Veiled woman admits charge after jury is dismissed
A Muslim woman on trial for witness intimidation has admitted the charge, after a jury failed to reach a verdict.
Rebekah Dawson, 22, had declined to give evidence on religious grounds after being told she had to remove her face veil.
The jury at Blackfriars Crown Court was discharged when they failed to reach a verdict.
After a short delay Dawson returned to court and admitted the charge, which she had previously denied.
Dawson, of Hackney, east London, admitted intimidating security guard Daudi Yusuf at the Finsbury Park mosque in north London in June, after he was involved in a row with her husband, Royal Barnes.
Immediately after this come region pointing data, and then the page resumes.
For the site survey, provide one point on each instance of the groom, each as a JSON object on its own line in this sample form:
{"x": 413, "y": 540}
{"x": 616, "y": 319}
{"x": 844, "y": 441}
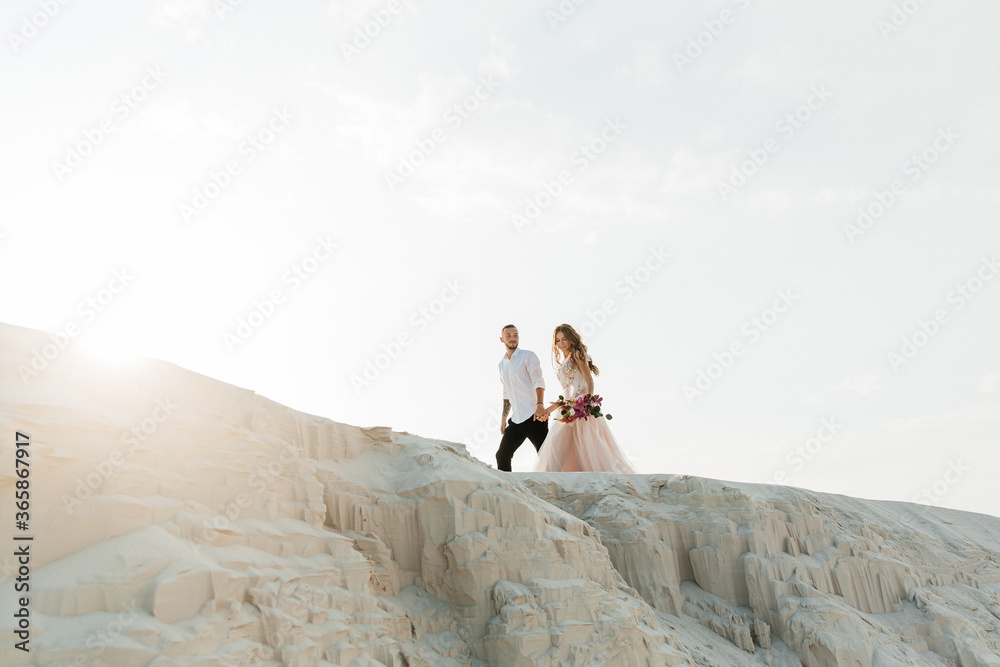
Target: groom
{"x": 523, "y": 387}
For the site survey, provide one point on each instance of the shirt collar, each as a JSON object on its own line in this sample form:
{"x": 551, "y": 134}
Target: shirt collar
{"x": 513, "y": 356}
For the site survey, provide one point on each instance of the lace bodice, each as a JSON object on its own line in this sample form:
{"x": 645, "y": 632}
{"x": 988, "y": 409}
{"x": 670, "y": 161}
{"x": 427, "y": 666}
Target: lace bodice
{"x": 571, "y": 379}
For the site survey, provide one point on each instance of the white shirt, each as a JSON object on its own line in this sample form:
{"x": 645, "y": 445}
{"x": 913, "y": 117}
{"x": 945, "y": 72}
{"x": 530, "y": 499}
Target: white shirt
{"x": 520, "y": 376}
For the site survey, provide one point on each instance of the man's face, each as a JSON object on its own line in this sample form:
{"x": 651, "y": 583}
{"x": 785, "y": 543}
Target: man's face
{"x": 509, "y": 338}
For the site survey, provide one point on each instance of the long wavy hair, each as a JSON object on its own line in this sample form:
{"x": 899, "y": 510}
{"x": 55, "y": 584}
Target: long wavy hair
{"x": 576, "y": 347}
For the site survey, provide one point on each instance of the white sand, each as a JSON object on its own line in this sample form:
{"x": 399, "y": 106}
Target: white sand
{"x": 179, "y": 520}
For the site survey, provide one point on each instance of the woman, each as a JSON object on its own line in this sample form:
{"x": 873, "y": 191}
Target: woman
{"x": 582, "y": 445}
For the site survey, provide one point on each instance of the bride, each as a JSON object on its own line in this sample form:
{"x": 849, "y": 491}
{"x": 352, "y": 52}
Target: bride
{"x": 581, "y": 445}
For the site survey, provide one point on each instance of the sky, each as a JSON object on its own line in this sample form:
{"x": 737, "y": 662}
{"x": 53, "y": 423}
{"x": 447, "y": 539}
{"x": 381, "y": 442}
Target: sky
{"x": 774, "y": 223}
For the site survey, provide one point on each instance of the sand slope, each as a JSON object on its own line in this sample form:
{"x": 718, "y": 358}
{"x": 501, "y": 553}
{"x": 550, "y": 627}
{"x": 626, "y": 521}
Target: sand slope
{"x": 179, "y": 520}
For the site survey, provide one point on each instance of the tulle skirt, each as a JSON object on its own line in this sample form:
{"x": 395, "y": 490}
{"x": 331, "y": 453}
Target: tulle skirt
{"x": 582, "y": 445}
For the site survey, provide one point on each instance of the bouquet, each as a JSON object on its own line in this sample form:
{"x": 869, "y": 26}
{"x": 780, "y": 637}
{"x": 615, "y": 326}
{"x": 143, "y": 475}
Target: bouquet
{"x": 584, "y": 407}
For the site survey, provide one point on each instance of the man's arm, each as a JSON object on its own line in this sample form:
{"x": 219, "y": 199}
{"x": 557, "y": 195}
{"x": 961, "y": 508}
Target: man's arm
{"x": 503, "y": 418}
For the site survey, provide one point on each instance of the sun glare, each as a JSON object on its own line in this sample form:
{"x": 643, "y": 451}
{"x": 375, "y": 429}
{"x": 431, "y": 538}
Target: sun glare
{"x": 113, "y": 349}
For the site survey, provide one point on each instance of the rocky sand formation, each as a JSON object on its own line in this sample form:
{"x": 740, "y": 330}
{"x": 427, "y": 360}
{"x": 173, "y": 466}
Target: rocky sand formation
{"x": 178, "y": 520}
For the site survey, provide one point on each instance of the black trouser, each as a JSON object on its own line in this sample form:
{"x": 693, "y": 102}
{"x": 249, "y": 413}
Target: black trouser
{"x": 514, "y": 435}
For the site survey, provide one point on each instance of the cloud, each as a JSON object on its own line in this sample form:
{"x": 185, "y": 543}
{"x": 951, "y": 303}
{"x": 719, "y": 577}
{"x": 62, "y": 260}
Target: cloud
{"x": 188, "y": 16}
{"x": 862, "y": 385}
{"x": 646, "y": 69}
{"x": 990, "y": 383}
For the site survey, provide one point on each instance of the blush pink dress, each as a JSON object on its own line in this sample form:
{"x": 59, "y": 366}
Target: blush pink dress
{"x": 582, "y": 445}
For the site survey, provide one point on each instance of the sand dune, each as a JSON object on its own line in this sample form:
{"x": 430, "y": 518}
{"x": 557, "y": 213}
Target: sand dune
{"x": 178, "y": 520}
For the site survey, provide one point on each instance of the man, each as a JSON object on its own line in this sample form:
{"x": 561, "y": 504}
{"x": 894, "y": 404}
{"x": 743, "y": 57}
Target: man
{"x": 523, "y": 390}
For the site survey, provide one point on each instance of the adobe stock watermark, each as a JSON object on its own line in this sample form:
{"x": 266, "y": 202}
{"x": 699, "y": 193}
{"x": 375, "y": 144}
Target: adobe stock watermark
{"x": 627, "y": 286}
{"x": 899, "y": 16}
{"x": 705, "y": 38}
{"x": 927, "y": 330}
{"x": 419, "y": 321}
{"x": 915, "y": 167}
{"x": 939, "y": 488}
{"x": 786, "y": 127}
{"x": 801, "y": 453}
{"x": 295, "y": 276}
{"x": 35, "y": 22}
{"x": 88, "y": 309}
{"x": 453, "y": 119}
{"x": 130, "y": 441}
{"x": 219, "y": 179}
{"x": 581, "y": 158}
{"x": 752, "y": 331}
{"x": 367, "y": 32}
{"x": 93, "y": 136}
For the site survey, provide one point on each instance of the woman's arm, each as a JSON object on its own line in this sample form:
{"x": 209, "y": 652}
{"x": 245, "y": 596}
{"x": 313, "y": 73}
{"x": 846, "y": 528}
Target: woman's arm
{"x": 584, "y": 368}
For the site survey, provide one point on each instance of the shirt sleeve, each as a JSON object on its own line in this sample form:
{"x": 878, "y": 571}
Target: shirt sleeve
{"x": 534, "y": 371}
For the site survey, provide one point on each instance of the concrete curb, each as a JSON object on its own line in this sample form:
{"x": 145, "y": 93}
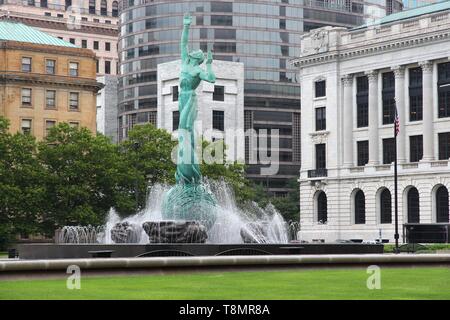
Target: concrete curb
{"x": 224, "y": 261}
Judge Peter Murphy ruled in September that Dawson could wear her niqab in court but said she would have to let the jury of five women and seven men see her face if she gave evidence.
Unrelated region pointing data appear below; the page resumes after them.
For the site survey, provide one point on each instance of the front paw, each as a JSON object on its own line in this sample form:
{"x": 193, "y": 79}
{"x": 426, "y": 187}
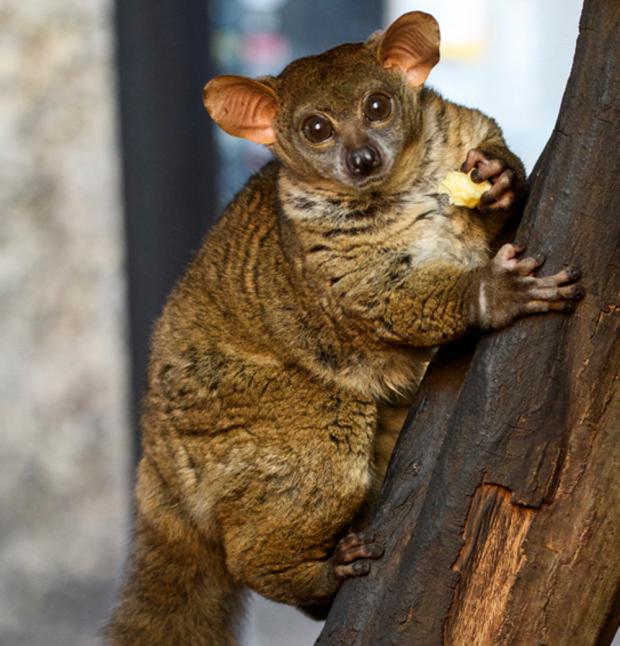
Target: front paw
{"x": 511, "y": 290}
{"x": 351, "y": 555}
{"x": 504, "y": 192}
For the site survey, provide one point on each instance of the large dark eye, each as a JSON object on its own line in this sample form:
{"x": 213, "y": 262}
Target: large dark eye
{"x": 317, "y": 129}
{"x": 377, "y": 107}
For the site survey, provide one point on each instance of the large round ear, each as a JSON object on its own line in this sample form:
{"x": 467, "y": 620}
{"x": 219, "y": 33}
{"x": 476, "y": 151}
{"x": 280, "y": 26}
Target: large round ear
{"x": 411, "y": 44}
{"x": 242, "y": 107}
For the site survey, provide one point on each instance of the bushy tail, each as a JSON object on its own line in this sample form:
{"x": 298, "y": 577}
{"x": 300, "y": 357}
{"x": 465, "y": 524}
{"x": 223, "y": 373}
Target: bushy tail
{"x": 177, "y": 592}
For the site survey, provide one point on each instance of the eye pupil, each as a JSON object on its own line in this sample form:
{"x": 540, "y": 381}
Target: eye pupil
{"x": 317, "y": 129}
{"x": 377, "y": 107}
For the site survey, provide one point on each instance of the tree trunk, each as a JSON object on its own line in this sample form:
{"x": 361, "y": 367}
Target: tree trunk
{"x": 501, "y": 509}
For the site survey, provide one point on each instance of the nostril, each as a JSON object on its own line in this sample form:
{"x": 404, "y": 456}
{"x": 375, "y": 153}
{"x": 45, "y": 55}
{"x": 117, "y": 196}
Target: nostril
{"x": 363, "y": 160}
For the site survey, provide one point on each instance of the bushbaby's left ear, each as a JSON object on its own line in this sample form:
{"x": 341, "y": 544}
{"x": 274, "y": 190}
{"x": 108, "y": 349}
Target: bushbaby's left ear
{"x": 411, "y": 44}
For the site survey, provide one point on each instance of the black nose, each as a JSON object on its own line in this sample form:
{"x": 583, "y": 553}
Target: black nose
{"x": 363, "y": 161}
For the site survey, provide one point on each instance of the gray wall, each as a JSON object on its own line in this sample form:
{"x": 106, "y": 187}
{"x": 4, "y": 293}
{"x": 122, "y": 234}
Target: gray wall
{"x": 63, "y": 427}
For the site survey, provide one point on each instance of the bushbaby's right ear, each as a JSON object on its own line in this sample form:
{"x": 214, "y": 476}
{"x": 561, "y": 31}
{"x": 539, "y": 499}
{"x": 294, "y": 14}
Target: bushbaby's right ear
{"x": 242, "y": 107}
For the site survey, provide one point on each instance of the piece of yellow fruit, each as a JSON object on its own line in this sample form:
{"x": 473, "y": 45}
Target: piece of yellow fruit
{"x": 462, "y": 190}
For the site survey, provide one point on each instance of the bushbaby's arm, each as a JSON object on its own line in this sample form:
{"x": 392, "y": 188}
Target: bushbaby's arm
{"x": 437, "y": 303}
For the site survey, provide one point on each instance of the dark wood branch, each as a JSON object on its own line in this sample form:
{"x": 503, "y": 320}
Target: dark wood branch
{"x": 501, "y": 508}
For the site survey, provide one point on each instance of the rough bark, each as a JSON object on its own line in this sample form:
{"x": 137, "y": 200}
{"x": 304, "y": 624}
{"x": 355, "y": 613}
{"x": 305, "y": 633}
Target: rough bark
{"x": 501, "y": 508}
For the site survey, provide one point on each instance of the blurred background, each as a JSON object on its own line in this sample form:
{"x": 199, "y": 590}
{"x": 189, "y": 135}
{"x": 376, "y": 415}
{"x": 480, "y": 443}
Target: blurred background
{"x": 111, "y": 176}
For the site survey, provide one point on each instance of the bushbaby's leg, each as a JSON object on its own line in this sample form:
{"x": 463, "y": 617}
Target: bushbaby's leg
{"x": 178, "y": 590}
{"x": 298, "y": 492}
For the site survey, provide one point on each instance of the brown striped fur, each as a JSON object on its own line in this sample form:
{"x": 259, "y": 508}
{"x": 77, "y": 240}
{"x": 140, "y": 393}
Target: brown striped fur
{"x": 284, "y": 358}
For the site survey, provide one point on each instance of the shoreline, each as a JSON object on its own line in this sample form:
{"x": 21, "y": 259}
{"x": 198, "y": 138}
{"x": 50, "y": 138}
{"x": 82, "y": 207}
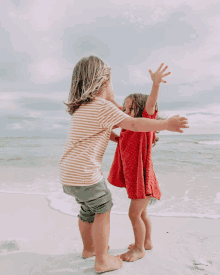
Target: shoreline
{"x": 189, "y": 216}
{"x": 37, "y": 239}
She had said it was against her religious beliefs to show her face to men.Brother cleared
Earlier in the trial, the judge warned jurors to put aside any feelings they might have about her appearance because it would have nothing to do with the case.
During his summing up, the judge said: "This is not a ruling about religion. It is about the ability of the court to hear a fair trial."
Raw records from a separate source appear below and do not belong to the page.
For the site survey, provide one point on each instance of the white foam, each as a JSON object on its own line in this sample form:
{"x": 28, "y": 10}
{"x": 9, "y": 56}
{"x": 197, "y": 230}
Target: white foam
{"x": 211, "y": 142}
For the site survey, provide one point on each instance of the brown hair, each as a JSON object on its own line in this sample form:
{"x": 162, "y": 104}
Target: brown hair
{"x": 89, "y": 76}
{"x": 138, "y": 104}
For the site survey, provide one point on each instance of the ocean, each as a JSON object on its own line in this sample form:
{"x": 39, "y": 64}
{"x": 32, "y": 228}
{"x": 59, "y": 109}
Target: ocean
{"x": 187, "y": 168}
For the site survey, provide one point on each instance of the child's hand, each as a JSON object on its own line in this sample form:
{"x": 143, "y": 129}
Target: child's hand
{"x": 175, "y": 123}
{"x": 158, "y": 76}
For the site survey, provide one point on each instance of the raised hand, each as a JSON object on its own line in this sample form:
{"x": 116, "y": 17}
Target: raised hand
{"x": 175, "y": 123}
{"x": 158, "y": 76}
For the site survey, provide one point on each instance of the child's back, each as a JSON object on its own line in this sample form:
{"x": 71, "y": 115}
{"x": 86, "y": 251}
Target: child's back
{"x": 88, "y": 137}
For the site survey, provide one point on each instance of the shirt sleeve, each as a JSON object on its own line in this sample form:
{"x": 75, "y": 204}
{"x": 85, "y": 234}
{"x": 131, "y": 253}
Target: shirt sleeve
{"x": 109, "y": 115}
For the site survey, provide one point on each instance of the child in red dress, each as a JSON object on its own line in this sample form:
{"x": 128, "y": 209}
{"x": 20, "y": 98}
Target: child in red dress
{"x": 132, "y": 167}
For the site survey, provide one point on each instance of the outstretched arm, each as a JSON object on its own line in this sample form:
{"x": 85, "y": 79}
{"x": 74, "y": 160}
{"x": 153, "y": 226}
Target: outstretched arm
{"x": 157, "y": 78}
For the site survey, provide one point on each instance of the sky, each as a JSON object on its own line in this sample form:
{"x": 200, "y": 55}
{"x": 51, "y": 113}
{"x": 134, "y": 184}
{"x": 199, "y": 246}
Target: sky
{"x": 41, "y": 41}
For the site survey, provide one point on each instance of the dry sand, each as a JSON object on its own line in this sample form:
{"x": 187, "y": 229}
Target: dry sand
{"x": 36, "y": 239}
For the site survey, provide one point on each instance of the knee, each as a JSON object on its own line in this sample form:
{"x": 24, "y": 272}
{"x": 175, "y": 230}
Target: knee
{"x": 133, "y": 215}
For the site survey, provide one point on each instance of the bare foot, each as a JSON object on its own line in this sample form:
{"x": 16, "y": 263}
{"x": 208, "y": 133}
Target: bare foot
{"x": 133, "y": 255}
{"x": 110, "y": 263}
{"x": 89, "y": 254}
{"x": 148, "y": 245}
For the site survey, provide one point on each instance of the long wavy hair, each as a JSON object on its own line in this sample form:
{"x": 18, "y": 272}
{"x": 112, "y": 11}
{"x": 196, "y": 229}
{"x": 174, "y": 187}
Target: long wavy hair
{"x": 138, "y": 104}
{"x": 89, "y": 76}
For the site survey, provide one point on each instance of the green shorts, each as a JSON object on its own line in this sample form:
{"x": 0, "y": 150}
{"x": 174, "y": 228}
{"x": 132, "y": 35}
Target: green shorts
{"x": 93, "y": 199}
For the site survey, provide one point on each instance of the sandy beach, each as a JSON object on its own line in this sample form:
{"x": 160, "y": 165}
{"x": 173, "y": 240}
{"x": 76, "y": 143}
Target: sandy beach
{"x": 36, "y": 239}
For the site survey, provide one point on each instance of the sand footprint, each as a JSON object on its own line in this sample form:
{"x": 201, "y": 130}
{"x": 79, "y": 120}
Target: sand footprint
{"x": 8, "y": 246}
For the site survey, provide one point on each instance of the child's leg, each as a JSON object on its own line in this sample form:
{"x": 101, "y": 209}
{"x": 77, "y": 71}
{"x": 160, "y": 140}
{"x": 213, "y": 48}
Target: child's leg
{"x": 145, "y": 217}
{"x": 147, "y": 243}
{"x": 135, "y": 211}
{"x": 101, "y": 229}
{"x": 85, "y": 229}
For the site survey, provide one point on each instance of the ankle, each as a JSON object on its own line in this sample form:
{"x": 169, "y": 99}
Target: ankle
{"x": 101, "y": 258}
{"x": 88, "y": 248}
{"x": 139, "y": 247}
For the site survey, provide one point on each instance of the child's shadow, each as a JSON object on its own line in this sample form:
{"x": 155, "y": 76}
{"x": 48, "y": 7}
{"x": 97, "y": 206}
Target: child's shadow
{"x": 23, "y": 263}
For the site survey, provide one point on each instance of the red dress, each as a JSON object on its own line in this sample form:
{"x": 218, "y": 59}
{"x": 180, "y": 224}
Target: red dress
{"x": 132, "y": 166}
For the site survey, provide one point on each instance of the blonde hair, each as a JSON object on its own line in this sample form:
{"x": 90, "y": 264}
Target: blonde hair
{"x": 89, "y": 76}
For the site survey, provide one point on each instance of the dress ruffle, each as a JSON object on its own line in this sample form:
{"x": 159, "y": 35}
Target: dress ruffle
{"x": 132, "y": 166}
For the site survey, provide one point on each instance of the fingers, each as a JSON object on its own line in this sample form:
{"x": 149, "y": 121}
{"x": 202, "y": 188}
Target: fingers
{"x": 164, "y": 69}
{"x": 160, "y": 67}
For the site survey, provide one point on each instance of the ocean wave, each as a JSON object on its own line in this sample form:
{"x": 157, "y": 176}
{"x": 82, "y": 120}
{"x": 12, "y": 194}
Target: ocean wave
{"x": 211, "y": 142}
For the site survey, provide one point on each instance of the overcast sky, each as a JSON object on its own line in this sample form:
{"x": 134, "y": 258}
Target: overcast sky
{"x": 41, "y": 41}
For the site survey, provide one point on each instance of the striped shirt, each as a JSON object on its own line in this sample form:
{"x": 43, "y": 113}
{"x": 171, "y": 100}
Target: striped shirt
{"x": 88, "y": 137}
The jury also failed to reach a verdict in the case of her brother Matthias Dawson, 32, who faced the same charge of witness intimidation.
Prosecutor Kate Wilkinson said the crown would offer no evidence against him following his sister's guilty plea and he walked free from court.
During the trial a police officer, who had been present when Dawson had her photograph taken after she was arrested last June, had to repeatedly go into a private room with the defendant to verify her identity.
The female officer then had to go into the witness box under oath and confirm that the woman under the veil was Dawson.
Dawson was released on bail ahead of her sentencing, the date of which has not been confirmed.
A judicial spokeswoman said the Lord Chief Justice was looking into whether judges need updated guidance on what could be worn in court.